Tout ça est raconté dans une langue transparente, souvent dialoguée, qui ne retient pas, donne directement accès au contenu, mis en valeur par un montage précis, habile, efficace, qui rythme les 670 pages du livre.
C'est formidable. Le Formidable est d'ailleurs le surnom donné au héros de Dicker pendant son collège, ce héros qui provoque une identification forte du lecteur. Il veut être le premier même au prix de manipulations. Démasqué, il se reprend et mérite son surnom tout au long du livre, dépassant tout le monde et même son maître, triomphant de tout, admiré de tous, grâce à ses vertus, son talent, son sens de l'amitié, sa fidélité, son dévouement.

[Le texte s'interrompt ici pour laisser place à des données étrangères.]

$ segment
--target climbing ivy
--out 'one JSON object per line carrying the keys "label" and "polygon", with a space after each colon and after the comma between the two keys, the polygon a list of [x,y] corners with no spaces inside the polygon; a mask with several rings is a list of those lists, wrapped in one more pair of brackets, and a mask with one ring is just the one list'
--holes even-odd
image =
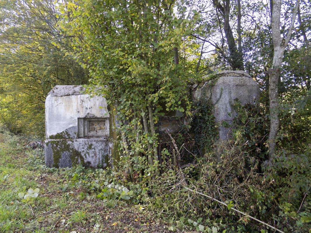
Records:
{"label": "climbing ivy", "polygon": [[192,131],[197,146],[194,152],[202,155],[210,151],[218,131],[212,112],[212,106],[210,101],[202,99],[197,102],[194,106]]}
{"label": "climbing ivy", "polygon": [[193,75],[178,54],[182,39],[202,28],[200,12],[188,12],[190,4],[88,0],[59,7],[62,33],[76,50],[72,55],[89,71],[87,91],[103,96],[110,113],[117,113],[119,164],[132,181],[159,174],[159,117],[165,111],[191,115],[186,86]]}

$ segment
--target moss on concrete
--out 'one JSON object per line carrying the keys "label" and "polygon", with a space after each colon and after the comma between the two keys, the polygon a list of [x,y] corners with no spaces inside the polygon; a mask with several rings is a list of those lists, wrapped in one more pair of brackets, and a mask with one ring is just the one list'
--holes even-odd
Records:
{"label": "moss on concrete", "polygon": [[78,151],[72,147],[70,146],[68,141],[72,142],[72,140],[69,139],[56,139],[50,141],[47,143],[51,144],[53,157],[52,166],[54,167],[59,167],[59,162],[63,153],[66,152],[69,153],[69,157],[71,162],[72,165],[81,163],[82,166],[85,165],[84,159],[81,152]]}
{"label": "moss on concrete", "polygon": [[[109,106],[108,110],[109,111],[109,140],[112,144],[111,148],[111,157],[112,158],[113,164],[114,166],[116,166],[120,161],[120,153],[118,148],[118,135],[116,131],[114,129],[116,128],[115,110],[113,106]],[[109,164],[108,161],[107,164]]]}

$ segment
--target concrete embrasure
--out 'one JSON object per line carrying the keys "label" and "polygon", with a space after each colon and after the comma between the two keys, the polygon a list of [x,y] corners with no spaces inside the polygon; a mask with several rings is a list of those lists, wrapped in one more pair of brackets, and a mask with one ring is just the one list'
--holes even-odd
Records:
{"label": "concrete embrasure", "polygon": [[[237,101],[242,105],[255,104],[259,96],[258,85],[244,71],[225,71],[207,77],[208,80],[193,86],[195,100],[205,98],[213,106],[216,123],[225,121],[230,125],[236,116],[233,105]],[[231,127],[218,127],[219,139],[225,140],[230,137]]]}
{"label": "concrete embrasure", "polygon": [[91,98],[81,86],[57,85],[45,101],[45,163],[65,167],[109,165],[109,113],[106,99]]}

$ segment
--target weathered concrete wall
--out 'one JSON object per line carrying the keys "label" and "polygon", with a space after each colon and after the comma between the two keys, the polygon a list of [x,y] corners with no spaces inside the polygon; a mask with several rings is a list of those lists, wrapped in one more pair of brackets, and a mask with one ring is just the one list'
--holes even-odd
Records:
{"label": "weathered concrete wall", "polygon": [[[231,125],[237,113],[233,105],[237,100],[242,105],[255,104],[259,98],[260,90],[257,83],[246,72],[225,71],[212,76],[208,81],[193,87],[194,98],[210,101],[216,124],[225,121]],[[219,138],[227,140],[231,127],[220,126]]]}
{"label": "weathered concrete wall", "polygon": [[[109,117],[104,98],[82,94],[81,86],[58,85],[45,100],[45,136],[62,134],[65,138],[77,138],[78,118]],[[60,135],[59,135],[58,136]]]}
{"label": "weathered concrete wall", "polygon": [[66,167],[81,163],[89,167],[105,168],[111,154],[109,141],[100,138],[52,139],[44,147],[45,164],[50,167]]}
{"label": "weathered concrete wall", "polygon": [[82,94],[81,86],[56,86],[45,101],[45,163],[92,167],[110,163],[109,116],[106,99]]}

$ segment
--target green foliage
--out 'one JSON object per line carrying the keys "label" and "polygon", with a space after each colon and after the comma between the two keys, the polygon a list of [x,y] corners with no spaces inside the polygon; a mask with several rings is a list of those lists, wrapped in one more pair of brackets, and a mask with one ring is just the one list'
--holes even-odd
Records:
{"label": "green foliage", "polygon": [[37,188],[34,190],[30,188],[28,190],[28,191],[26,194],[21,192],[19,193],[17,195],[23,202],[31,203],[38,196],[39,191],[39,189]]}
{"label": "green foliage", "polygon": [[122,184],[124,183],[124,177],[121,179],[119,176],[122,174],[113,171],[101,169],[94,171],[78,165],[66,175],[66,177],[72,177],[70,180],[65,181],[63,191],[65,191],[73,187],[82,189],[86,193],[80,193],[82,199],[89,195],[94,194],[101,200],[118,200],[137,204],[143,202],[146,196],[147,188],[131,183]]}
{"label": "green foliage", "polygon": [[200,12],[187,14],[189,4],[103,0],[60,8],[62,33],[89,71],[88,91],[103,95],[117,113],[119,165],[132,181],[159,174],[159,117],[191,114],[187,84],[193,75],[178,59],[183,38],[200,28]]}
{"label": "green foliage", "polygon": [[208,100],[202,100],[193,107],[193,116],[191,130],[197,148],[193,152],[203,155],[209,152],[217,135],[217,126],[212,112],[212,106]]}
{"label": "green foliage", "polygon": [[0,122],[11,132],[44,137],[44,103],[56,85],[81,85],[82,68],[56,28],[51,1],[4,0],[0,6]]}

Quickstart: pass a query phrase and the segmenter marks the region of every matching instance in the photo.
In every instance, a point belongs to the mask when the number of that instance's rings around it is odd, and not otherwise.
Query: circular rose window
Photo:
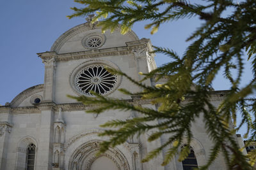
[[[104,34],[92,33],[82,39],[82,45],[88,49],[96,49],[104,45],[105,39]]]
[[[105,95],[111,92],[117,84],[117,76],[108,72],[103,65],[93,65],[82,69],[75,78],[77,89],[86,96],[94,91]]]

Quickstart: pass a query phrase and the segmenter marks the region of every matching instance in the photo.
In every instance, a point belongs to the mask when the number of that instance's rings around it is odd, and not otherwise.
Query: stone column
[[[59,112],[56,115],[54,123],[54,142],[53,143],[52,152],[52,169],[64,169],[63,146],[65,139],[66,124],[62,118],[62,108],[59,108]]]
[[[36,170],[52,169],[55,106],[52,102],[42,102],[38,105],[41,111],[41,122]]]
[[[56,57],[52,57],[51,59],[44,59],[43,63],[45,64],[43,101],[54,101]]]
[[[12,131],[10,103],[0,108],[0,169],[6,169],[9,136]]]

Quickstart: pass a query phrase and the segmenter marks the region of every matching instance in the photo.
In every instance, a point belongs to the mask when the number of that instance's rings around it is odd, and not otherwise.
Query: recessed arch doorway
[[[130,170],[125,155],[118,148],[109,148],[97,156],[100,141],[93,140],[79,146],[72,154],[69,170]]]

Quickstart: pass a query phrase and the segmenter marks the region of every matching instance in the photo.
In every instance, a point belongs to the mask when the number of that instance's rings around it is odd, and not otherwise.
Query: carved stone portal
[[[78,147],[70,157],[68,169],[90,170],[93,162],[102,157],[111,159],[118,170],[130,169],[125,157],[117,148],[110,148],[101,155],[96,156],[100,148],[100,142],[99,140],[90,141]]]

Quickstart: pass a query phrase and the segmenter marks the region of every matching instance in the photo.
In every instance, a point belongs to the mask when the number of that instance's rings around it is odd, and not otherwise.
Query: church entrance
[[[129,170],[124,155],[117,148],[110,148],[100,156],[100,141],[93,140],[79,146],[71,155],[69,170]]]

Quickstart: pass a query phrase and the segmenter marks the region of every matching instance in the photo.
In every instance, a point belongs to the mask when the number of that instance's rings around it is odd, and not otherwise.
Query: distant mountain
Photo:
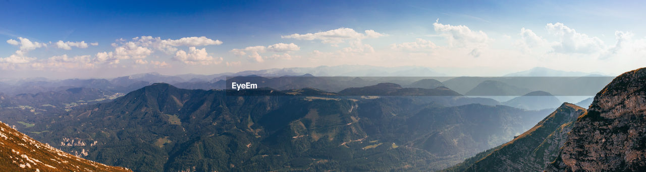
[[[79,158],[32,139],[3,122],[0,144],[0,169],[3,171],[132,171]]]
[[[531,91],[529,89],[512,86],[506,83],[492,80],[483,81],[464,95],[470,96],[513,96],[523,95]]]
[[[528,70],[512,73],[505,77],[583,77],[603,76],[600,73],[585,73],[580,72],[566,72],[556,70],[543,67],[536,67]]]
[[[70,106],[77,104],[99,102],[116,99],[123,94],[110,91],[87,88],[73,88],[59,91],[41,92],[36,94],[19,94],[8,97],[14,105],[41,106]]]
[[[646,68],[624,73],[597,93],[547,171],[646,171]]]
[[[590,105],[592,104],[592,100],[594,100],[594,97],[590,97],[588,99],[585,99],[585,100],[581,100],[580,102],[576,103],[574,104],[576,104],[576,106],[587,108],[588,106],[590,106]]]
[[[262,77],[301,75],[310,73],[315,76],[348,77],[437,77],[446,75],[432,69],[421,66],[380,67],[368,65],[321,66],[315,68],[287,68],[244,71],[231,75],[246,76],[257,75]]]
[[[563,103],[534,128],[494,149],[484,157],[467,160],[449,171],[541,171],[554,161],[567,133],[585,109]]]
[[[402,86],[397,84],[379,83],[374,86],[346,88],[339,93],[345,95],[379,95],[399,89],[402,89]]]
[[[507,142],[546,113],[467,104],[481,100],[463,97],[280,91],[324,95],[239,97],[160,83],[67,113],[19,119],[34,122],[24,129],[39,140],[137,171],[419,171]]]
[[[487,80],[490,80],[490,79],[478,77],[459,77],[444,81],[442,82],[442,84],[444,86],[464,95]]]
[[[426,89],[432,89],[440,86],[444,86],[442,82],[432,79],[425,79],[415,81],[410,84],[406,85],[406,88],[420,88]]]
[[[558,107],[561,100],[550,93],[536,91],[503,102],[503,104],[526,110],[542,110]]]

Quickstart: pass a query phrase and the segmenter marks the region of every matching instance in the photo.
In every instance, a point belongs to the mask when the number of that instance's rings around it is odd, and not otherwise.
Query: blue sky
[[[643,3],[518,1],[4,1],[0,77],[339,64],[617,74],[646,62]]]

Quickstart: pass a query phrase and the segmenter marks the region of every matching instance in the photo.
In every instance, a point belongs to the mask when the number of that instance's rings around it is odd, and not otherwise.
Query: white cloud
[[[110,64],[119,64],[120,59],[114,57],[114,53],[110,52],[99,52],[95,55],[94,62],[96,63],[108,63]]]
[[[152,53],[152,50],[146,47],[137,46],[132,42],[128,42],[123,46],[114,48],[114,56],[118,59],[143,59]]]
[[[134,61],[134,64],[148,64],[148,61],[143,60],[143,59],[137,59],[136,61]]]
[[[18,41],[14,40],[13,39],[10,39],[9,40],[7,40],[6,43],[12,45],[18,45],[20,44],[18,43]]]
[[[435,22],[433,27],[435,32],[446,38],[451,46],[483,46],[491,41],[484,32],[473,31],[464,25],[452,26]]]
[[[179,39],[162,39],[158,37],[141,36],[132,38],[132,41],[138,46],[153,48],[168,54],[176,52],[177,46],[200,46],[222,44],[222,41],[220,40],[213,40],[203,36],[182,37]]]
[[[70,57],[67,54],[64,54],[52,56],[47,59],[32,62],[30,66],[37,69],[63,70],[65,69],[92,68],[94,67],[94,64],[92,63],[90,55]]]
[[[552,46],[556,52],[590,53],[599,52],[605,46],[599,38],[578,33],[561,23],[548,23],[545,28],[559,37],[559,41]]]
[[[375,48],[369,44],[364,44],[361,43],[361,40],[355,40],[350,42],[350,46],[341,49],[344,53],[374,53]]]
[[[537,35],[532,30],[522,28],[519,35],[521,38],[514,44],[523,52],[531,52],[535,49],[547,51],[545,48],[550,48],[547,40]]]
[[[267,49],[271,51],[284,52],[300,50],[300,47],[294,43],[285,44],[278,43],[267,46]]]
[[[294,33],[289,35],[280,36],[282,38],[291,38],[298,40],[320,40],[323,43],[339,44],[348,39],[362,39],[366,38],[376,38],[385,36],[386,34],[378,33],[372,30],[366,30],[365,33],[357,32],[351,28],[340,28],[326,32],[309,33],[305,34]]]
[[[151,64],[154,65],[155,68],[166,68],[170,66],[165,61],[151,61]]]
[[[194,46],[189,48],[188,52],[183,50],[177,51],[173,59],[189,64],[208,65],[220,64],[222,61],[222,57],[214,58],[209,55],[206,52],[206,48],[197,49]]]
[[[36,59],[34,57],[28,57],[22,55],[12,54],[7,57],[0,58],[0,63],[20,64],[27,63]]]
[[[267,59],[281,59],[281,60],[291,60],[294,57],[300,57],[300,56],[292,56],[289,53],[276,53],[272,55],[271,56],[267,57]]]
[[[521,28],[521,40],[523,41],[523,43],[527,46],[528,48],[534,48],[536,46],[541,46],[547,41],[543,38],[536,35],[532,30],[525,29],[525,28]]]
[[[234,62],[227,62],[226,64],[227,66],[233,66],[240,65],[242,62],[240,61],[234,61]]]
[[[424,49],[433,49],[437,48],[435,44],[431,41],[425,40],[421,38],[415,39],[415,42],[403,43],[401,44],[390,44],[390,48],[397,50],[416,50]]]
[[[285,44],[285,43],[278,43],[273,45],[265,47],[264,46],[247,46],[243,49],[234,48],[231,50],[230,52],[235,54],[236,55],[242,57],[247,56],[247,58],[255,61],[256,62],[264,62],[265,59],[291,59],[291,56],[288,54],[289,52],[293,51],[298,51],[300,50],[300,47],[294,43]],[[273,54],[267,57],[263,57],[260,55],[261,53],[266,53],[268,51],[273,52],[284,52],[283,54]]]
[[[20,42],[14,39],[9,39],[6,41],[7,43],[12,45],[19,45],[20,46],[20,52],[17,52],[19,54],[23,54],[28,51],[34,50],[36,48],[47,46],[47,44],[44,43],[41,43],[38,42],[32,42],[29,41],[28,39],[23,37],[18,37],[18,40]]]
[[[61,48],[63,50],[72,50],[72,46],[76,46],[79,48],[87,48],[87,43],[85,41],[81,42],[63,42],[63,41],[58,41],[56,42],[56,47],[58,48]]]

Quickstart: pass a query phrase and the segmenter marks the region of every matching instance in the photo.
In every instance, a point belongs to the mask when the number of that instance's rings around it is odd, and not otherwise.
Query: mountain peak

Il y a quelque chose d'autre qui est tout à fait enthousiasmant. La célébration de l'écrivain, et plus précisément de l'écrivain à succès. En Europe, cet être doit forcément être tourmenté, préoccupé par son moi ou par le style, malheureux, en proie à des problèmes existentiels ou politiques. Chez Dicker non. Il est tourné vers l'extérieur, une seule chose l'intéresse. Le succès. Vendre le maximum de livres. Un bon bouquin, un grand bouquin, un bouquin génial, c'est celui qui fait 40 millions d'exemplaires. Et les soucis qui tourmentent un auteur, c'est de n'être pas capable de faire ce livre et de combler le public.
Et ce succès est maîtrisable. Des recettes pour l'obtenir sont données au lecteur tout au long du roman, en 31 conseils qui ont censément été fournis à Marcus par Harry. Comment écrire son premier chapitre, qu'est-ce qu'il doit y avoir dans le deuxième, comment terminer son livre, etc. Ces trucs de séminaire d'écriture font rêver. Pourquoi moi, lecteur, je ne pourrais pas également pondre ce type de roman, devenir écrivain et obtenir la notoriété et l'argent?
Car les écrivains sont les vrais héros de ce livre. Dans le monde merveilleux de Dicker, ça semble si facile pour eux d'être célébrés, reconnus comme des rock-star, admirés. Il leur faut simplement écrire ce qu'ils vivent : histoires d'amour et enquêtes policières, sans couper les cheveux en quatre. Bien sûr, avant, on souffre, on passe des heures devant des feuilles vierges et on n'arrive à rien, mais ça démarre soudain et il suffit de se laisser aller. Et puis on est récompensé. Il y a bien un auteur dans le livre qui meurt avant de publier, un autre qui monte une supercherie littéraire, mais la justice et la revanche posthume arrivent finalement et les malhonnêtes sont punis par leur conscience.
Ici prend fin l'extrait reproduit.